L’indication des ingrédients couverts par une IGP/AOP sur les produits transformés/aliments préparés a-t-elle entraîné des difficultés dans son application ? A cette question du Livre vert, les professionnels français de la filière porc répondent par la négative et estiment qu’afin d’assurer une plus grande transparence vis-à-vis des consommateurs, il est indispensable d’avoir « une indication claire quant aux ingrédients qui sont utilisés pour des produits transformés ». La référence aux mentions IGP/AOP pour un ingrédient, soulignent-elles, ne doit être possible « que si cet ingrédient est le seul de sa catégorie ».

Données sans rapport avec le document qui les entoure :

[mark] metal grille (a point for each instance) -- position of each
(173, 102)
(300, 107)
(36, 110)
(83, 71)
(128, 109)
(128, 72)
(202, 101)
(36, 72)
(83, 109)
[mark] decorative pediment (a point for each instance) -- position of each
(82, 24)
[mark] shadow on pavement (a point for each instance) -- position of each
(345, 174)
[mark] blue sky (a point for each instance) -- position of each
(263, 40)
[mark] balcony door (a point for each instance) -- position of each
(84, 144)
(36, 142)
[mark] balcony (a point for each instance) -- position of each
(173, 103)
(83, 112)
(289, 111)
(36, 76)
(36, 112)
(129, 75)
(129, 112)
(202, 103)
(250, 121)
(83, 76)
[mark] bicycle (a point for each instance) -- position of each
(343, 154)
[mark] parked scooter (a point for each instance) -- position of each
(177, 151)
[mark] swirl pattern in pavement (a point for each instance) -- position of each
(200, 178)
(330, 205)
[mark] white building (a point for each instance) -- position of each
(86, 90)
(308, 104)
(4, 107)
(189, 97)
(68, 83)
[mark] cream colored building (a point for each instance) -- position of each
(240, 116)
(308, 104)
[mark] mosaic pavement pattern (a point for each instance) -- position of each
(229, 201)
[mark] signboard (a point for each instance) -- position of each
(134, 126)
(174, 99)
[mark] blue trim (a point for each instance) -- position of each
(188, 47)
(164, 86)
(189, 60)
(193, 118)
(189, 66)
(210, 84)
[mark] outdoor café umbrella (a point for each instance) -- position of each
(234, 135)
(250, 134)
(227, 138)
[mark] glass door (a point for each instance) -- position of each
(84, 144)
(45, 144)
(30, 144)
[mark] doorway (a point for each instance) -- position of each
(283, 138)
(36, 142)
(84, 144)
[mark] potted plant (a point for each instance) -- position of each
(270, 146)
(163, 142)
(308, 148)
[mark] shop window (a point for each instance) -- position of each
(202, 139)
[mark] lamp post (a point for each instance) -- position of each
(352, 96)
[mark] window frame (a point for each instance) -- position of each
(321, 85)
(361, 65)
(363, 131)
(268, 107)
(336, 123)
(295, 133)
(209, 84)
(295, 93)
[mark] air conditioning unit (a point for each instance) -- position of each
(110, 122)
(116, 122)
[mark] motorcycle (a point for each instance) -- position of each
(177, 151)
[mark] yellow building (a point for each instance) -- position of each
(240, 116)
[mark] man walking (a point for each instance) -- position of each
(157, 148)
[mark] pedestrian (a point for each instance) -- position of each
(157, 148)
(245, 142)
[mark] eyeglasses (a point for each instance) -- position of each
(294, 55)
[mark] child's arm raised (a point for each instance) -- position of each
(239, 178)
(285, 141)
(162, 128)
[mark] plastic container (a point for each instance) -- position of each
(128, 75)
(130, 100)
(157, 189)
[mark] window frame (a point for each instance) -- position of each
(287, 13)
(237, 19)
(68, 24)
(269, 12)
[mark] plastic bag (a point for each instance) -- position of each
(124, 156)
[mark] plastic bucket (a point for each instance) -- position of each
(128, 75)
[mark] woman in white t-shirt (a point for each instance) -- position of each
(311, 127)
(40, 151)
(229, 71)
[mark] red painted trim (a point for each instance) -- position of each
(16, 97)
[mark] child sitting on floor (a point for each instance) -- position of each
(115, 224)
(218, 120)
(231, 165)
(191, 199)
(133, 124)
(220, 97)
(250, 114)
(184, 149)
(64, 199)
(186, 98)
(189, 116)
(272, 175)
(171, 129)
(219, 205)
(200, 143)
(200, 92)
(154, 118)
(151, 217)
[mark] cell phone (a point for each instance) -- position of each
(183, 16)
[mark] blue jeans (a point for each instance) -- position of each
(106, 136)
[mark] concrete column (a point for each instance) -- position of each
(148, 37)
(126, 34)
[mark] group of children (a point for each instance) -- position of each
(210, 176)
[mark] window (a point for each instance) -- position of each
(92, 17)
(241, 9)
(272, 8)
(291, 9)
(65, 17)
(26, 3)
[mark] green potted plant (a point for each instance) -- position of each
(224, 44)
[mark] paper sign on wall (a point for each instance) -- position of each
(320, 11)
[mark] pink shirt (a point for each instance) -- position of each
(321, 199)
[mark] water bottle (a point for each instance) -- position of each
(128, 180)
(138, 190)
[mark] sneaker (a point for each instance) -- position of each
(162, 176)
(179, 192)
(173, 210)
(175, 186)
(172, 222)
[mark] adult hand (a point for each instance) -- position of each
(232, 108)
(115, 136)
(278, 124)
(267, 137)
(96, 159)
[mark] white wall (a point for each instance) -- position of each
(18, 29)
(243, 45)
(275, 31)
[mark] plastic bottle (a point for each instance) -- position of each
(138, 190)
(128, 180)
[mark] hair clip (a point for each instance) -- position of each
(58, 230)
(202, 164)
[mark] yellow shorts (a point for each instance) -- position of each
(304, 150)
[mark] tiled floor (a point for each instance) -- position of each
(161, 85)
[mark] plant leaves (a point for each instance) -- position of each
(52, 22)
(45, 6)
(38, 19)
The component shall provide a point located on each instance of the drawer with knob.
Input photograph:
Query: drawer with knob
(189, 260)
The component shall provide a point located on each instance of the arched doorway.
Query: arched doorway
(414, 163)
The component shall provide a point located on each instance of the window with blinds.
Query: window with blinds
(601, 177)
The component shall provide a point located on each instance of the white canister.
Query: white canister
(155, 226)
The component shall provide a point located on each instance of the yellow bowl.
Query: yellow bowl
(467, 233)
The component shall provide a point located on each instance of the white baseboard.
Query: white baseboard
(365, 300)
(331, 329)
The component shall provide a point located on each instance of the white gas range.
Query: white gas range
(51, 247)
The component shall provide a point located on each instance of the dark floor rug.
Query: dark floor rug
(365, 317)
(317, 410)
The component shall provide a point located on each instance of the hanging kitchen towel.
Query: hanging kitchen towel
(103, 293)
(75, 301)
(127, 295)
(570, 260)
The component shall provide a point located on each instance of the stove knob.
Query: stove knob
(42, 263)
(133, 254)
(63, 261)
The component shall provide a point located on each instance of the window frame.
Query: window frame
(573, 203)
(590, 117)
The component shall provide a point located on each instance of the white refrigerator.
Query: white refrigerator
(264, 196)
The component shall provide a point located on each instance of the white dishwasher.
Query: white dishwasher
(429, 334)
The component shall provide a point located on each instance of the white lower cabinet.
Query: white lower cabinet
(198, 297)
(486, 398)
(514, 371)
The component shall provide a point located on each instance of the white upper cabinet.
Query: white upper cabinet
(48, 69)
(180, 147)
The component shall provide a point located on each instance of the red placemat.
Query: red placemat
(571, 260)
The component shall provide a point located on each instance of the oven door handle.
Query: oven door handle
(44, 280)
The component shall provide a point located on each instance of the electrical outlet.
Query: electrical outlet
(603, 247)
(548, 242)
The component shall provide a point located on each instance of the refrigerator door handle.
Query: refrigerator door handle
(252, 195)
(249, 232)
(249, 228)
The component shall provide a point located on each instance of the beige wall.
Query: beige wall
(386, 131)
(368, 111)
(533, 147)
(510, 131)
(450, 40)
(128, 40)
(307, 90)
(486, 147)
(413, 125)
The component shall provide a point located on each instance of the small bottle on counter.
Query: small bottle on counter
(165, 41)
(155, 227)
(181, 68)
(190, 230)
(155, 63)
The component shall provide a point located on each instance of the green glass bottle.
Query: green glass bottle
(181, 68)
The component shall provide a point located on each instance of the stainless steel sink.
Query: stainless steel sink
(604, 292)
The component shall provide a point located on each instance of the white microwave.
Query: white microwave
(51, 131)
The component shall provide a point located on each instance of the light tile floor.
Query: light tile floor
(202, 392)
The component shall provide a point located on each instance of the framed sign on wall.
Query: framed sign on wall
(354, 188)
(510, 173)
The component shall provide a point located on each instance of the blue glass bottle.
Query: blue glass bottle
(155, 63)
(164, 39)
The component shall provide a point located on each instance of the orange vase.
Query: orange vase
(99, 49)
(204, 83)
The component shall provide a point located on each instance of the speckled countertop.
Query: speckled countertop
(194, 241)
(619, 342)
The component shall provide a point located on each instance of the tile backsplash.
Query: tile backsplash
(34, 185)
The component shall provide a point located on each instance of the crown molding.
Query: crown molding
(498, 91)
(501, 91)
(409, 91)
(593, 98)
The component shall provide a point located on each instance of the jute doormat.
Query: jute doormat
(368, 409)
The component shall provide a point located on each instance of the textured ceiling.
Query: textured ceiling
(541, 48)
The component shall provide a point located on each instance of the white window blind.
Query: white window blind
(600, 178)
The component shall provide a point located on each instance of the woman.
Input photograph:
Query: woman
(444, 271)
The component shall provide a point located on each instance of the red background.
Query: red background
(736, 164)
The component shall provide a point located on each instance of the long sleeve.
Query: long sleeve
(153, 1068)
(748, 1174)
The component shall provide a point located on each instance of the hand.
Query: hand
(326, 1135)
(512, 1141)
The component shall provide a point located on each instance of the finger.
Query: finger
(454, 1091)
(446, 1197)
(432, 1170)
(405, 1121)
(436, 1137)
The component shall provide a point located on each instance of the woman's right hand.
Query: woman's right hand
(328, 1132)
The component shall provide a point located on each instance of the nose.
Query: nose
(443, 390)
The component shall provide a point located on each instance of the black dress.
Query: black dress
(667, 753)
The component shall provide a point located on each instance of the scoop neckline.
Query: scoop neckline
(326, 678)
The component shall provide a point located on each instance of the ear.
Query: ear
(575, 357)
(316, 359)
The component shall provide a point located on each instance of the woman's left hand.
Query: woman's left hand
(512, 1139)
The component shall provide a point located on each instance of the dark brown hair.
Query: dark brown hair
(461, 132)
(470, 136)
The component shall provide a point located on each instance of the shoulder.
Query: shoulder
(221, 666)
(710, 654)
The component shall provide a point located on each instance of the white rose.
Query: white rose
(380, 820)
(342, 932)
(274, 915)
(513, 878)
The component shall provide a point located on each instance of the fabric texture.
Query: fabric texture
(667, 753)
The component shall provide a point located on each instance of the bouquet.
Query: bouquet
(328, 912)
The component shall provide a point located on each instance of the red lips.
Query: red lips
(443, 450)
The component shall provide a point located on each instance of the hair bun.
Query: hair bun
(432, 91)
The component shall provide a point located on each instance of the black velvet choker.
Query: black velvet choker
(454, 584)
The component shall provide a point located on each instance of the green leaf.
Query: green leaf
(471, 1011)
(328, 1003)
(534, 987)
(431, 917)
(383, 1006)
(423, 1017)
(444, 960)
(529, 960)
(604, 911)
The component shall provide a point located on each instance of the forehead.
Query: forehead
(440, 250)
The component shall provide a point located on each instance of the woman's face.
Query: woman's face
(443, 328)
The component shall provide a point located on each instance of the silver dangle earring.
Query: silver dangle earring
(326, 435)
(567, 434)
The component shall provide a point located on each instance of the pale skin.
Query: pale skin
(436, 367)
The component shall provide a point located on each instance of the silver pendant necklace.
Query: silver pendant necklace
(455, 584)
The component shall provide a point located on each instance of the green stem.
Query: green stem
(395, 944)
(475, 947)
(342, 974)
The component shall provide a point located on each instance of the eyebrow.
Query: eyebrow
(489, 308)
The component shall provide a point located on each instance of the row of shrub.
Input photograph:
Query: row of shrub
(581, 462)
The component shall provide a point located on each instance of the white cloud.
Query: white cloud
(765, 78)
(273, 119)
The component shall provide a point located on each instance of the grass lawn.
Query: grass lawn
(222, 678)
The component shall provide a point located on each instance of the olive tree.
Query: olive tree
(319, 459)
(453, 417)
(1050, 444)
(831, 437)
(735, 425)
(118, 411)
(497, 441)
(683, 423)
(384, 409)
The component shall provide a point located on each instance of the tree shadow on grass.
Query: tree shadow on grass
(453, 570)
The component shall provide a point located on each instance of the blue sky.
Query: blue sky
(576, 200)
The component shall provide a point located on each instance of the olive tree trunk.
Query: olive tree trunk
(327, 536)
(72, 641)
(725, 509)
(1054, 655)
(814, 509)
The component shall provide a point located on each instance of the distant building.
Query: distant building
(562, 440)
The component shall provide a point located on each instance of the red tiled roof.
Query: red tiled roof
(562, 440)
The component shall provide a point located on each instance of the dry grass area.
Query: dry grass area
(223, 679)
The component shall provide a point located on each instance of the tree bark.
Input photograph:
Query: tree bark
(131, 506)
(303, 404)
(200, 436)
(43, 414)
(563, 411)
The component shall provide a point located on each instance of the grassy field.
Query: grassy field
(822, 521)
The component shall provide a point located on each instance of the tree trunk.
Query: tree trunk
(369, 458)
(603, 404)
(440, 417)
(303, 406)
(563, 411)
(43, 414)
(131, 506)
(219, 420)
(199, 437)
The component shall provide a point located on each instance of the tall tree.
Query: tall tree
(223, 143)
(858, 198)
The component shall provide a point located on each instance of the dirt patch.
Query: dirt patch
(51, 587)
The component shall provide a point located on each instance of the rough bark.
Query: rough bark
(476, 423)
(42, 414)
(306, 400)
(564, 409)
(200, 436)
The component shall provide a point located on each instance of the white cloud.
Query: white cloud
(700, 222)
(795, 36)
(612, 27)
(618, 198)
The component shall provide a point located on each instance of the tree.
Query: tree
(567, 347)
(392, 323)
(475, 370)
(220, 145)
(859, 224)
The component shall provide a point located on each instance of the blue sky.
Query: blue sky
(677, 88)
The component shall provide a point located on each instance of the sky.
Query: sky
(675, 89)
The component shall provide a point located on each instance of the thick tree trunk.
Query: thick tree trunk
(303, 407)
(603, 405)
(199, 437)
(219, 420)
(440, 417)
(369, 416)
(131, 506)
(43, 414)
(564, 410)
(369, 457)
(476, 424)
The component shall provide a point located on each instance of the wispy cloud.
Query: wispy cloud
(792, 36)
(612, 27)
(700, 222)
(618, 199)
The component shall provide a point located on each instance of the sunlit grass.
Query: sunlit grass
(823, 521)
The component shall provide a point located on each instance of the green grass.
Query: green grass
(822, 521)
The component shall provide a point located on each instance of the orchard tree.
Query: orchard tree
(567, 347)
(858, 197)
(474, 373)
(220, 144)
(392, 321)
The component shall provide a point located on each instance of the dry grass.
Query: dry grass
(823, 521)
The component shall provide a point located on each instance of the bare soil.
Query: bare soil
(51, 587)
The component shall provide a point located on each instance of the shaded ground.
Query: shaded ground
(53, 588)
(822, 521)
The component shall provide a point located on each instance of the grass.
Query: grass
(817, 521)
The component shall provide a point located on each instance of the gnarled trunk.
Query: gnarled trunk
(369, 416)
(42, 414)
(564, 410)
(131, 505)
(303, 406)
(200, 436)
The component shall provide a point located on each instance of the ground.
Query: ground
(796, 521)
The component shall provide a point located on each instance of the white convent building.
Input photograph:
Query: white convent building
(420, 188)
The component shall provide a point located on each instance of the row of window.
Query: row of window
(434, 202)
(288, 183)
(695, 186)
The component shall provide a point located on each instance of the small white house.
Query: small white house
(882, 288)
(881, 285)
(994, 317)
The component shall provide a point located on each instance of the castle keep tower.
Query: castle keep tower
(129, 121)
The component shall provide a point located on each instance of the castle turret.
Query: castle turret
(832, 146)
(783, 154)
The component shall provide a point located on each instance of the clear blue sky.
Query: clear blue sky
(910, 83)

Quant à la question de savoir quels sont les avantages et les inconvénients de l’indication de l’origine des matières premières dans les cas où celles-ci proviennent d’une autre zone que celle de l’IGP, les deux associations estiment qu’il est tout à fait important d’indiquer l’origine. Il faudrait aussi, selon elles, se mettre d’accord sur le terme « origine » ; savoir notamment si on détermine l’origine des matières premières à l’échelle du pays, ou à l’échelle de la région. La notion de « bassin de production » est donc à retenir dans l’importance de la notion d’origine des matières premières afin de ne pas troubler le consommateur dans son approche.